There is also the very important issue of impending deadlines set under the Federal Law for composite insurers to spin-off their life and general arms. However, we are not aware of any guidance issued by the regulator as to how this should be achieved.
It is another urgent point that needs addressing. When it comes to banking and investment-related services, the marketplace knows the stark difference between a free zone environment and outside. Is there a wide gap in the insurance space?
The position with free zones and insurance is complicated by the federal law prohibition that requires local insurance to be undertaken by federally regulated insurers. This is a fairly standard requirement across the world, and one that most of the market recognises and is happy to comply with. However, there does appear to be a lack of appreciation as to how free zone service providers can assist the industry in providing effective — and efficient — services to insurers and intermediaries, which does need to be developed. Other regional regulators such as Sama appear to recognise this.
The global insurance industry and its players have lagged when it comes to signing up for the financial free zones in the GCC. Do you feel the free zones themselves need to do a lot more of convincing?
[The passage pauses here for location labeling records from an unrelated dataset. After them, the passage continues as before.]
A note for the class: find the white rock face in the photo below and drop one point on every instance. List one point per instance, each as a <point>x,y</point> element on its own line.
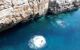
<point>37,42</point>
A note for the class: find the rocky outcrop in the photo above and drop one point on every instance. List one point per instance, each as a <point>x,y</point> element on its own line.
<point>15,11</point>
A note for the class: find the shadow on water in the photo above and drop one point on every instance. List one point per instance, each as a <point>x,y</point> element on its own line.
<point>12,37</point>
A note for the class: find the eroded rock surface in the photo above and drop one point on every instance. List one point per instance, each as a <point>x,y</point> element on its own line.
<point>15,11</point>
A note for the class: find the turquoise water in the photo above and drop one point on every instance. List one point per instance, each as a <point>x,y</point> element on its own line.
<point>62,32</point>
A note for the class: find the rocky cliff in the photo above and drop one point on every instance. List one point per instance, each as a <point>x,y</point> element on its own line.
<point>15,11</point>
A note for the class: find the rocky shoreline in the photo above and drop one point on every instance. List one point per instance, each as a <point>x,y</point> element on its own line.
<point>14,12</point>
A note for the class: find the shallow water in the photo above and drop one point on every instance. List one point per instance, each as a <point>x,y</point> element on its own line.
<point>62,32</point>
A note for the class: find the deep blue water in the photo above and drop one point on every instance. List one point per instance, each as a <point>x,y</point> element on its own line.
<point>65,36</point>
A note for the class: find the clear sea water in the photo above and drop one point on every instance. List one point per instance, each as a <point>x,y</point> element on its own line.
<point>62,32</point>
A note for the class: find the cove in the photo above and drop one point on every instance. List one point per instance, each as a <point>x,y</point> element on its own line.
<point>62,32</point>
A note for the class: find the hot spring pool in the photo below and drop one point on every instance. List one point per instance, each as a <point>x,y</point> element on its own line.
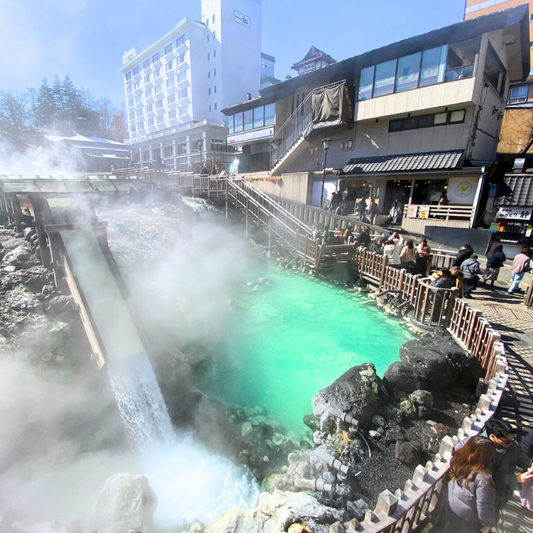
<point>286,341</point>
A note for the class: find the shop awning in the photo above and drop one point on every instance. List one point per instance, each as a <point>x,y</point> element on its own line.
<point>444,160</point>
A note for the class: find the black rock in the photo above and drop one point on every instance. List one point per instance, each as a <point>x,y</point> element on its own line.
<point>358,392</point>
<point>401,377</point>
<point>407,453</point>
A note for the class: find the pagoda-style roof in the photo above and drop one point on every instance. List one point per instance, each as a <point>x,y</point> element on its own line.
<point>313,54</point>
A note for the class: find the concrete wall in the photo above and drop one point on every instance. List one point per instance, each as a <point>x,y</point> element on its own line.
<point>443,94</point>
<point>291,186</point>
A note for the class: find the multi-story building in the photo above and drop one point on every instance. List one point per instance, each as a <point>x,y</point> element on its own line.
<point>182,81</point>
<point>405,122</point>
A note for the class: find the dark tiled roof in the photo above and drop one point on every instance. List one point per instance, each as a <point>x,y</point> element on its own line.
<point>405,163</point>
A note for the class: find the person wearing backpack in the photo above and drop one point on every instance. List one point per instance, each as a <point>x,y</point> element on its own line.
<point>519,268</point>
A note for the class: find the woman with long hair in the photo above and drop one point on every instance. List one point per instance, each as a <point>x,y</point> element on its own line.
<point>495,260</point>
<point>471,490</point>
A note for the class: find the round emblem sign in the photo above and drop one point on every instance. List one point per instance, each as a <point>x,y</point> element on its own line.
<point>463,189</point>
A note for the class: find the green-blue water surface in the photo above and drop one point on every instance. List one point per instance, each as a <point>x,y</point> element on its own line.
<point>285,342</point>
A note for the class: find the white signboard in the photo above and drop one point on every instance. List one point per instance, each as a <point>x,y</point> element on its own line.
<point>514,213</point>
There is now a considerable international insurance market that has set up local operations in the financial free zones. We are aware that others are still looking at the prospect, so from that perspective, the DIFC and QFC have done a very good job at creating an environment that is attractive for the international market to establish a regional footprint.
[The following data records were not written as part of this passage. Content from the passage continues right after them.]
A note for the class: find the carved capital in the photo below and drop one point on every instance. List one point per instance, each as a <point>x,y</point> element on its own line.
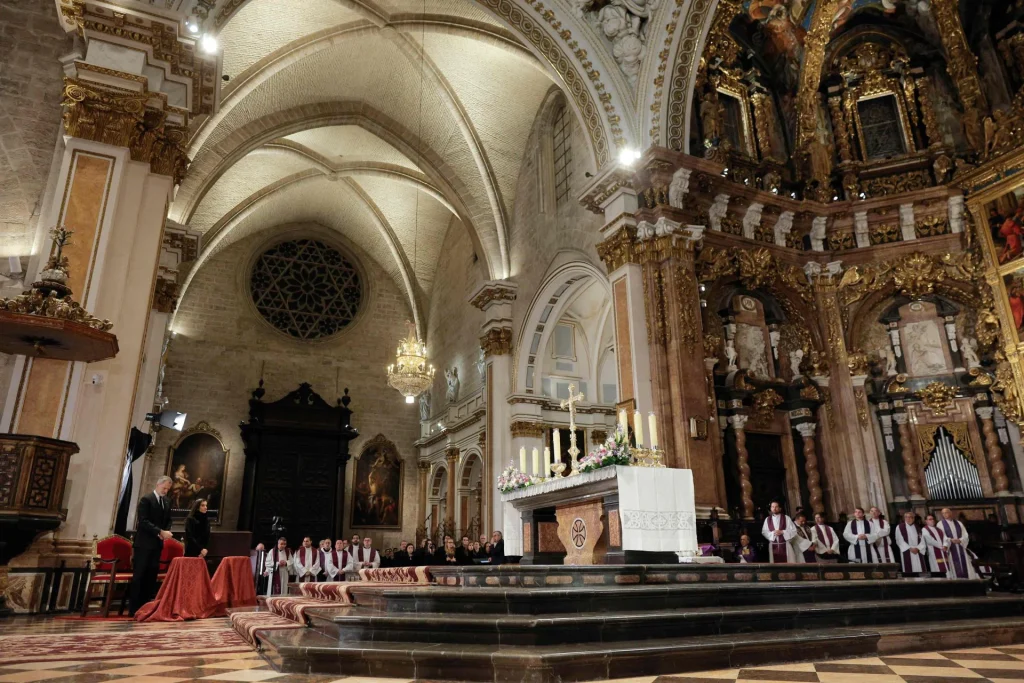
<point>497,341</point>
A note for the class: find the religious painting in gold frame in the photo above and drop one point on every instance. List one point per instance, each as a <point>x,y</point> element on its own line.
<point>377,485</point>
<point>198,467</point>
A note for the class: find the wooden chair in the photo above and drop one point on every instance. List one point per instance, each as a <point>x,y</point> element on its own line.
<point>111,571</point>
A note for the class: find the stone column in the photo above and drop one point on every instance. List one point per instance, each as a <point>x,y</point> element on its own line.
<point>421,512</point>
<point>993,452</point>
<point>123,150</point>
<point>452,460</point>
<point>495,299</point>
<point>910,458</point>
<point>807,430</point>
<point>738,423</point>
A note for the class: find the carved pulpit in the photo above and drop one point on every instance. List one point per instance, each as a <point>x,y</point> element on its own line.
<point>296,453</point>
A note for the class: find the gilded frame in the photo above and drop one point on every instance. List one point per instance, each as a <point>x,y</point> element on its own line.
<point>176,459</point>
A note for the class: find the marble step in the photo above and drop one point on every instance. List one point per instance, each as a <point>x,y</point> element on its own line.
<point>537,575</point>
<point>610,599</point>
<point>306,651</point>
<point>359,624</point>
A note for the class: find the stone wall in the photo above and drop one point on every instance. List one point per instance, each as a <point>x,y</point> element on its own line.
<point>221,343</point>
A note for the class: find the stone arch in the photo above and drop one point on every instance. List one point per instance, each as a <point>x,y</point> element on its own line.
<point>566,274</point>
The limitations — whether actual or perceived — on operations from the free zone have a lot more to do with the manner in which the free zones are required to interact with the domestic market, which is often as a result of local legislation. However, there is certainly a market that has developed in the free zones, which is healthy and thriving.
How much impact will the ongoing global financial situation have on the GCC’s insurance sector?
Liquidity problems will no doubt have an impact on industry players’ plans to invest in emerging markets. However, the GCC is perceived to have a lot of potential, and so we doubt whether it will be as affected as other more mature markets. There is also a lot of local capital available through regional players, who we expect will see the benefit of expanding further in the GCC insurance market. And in markets such as Saudi Arabia, you see a lot of new players coming into the market. Should that be sounding alarm bells somewhere?
Saudi Arabia was a market that was ripe for expansion under a responsible regulator. Sama has managed the process of bringing insurers into the market, and we expect that there will be far fewer new entrants allowed into this market, as the regulator allows the current crop of insurers to mature. We would not be surprised to see some consolidation and M&A activity in the Saudi market over the next few years.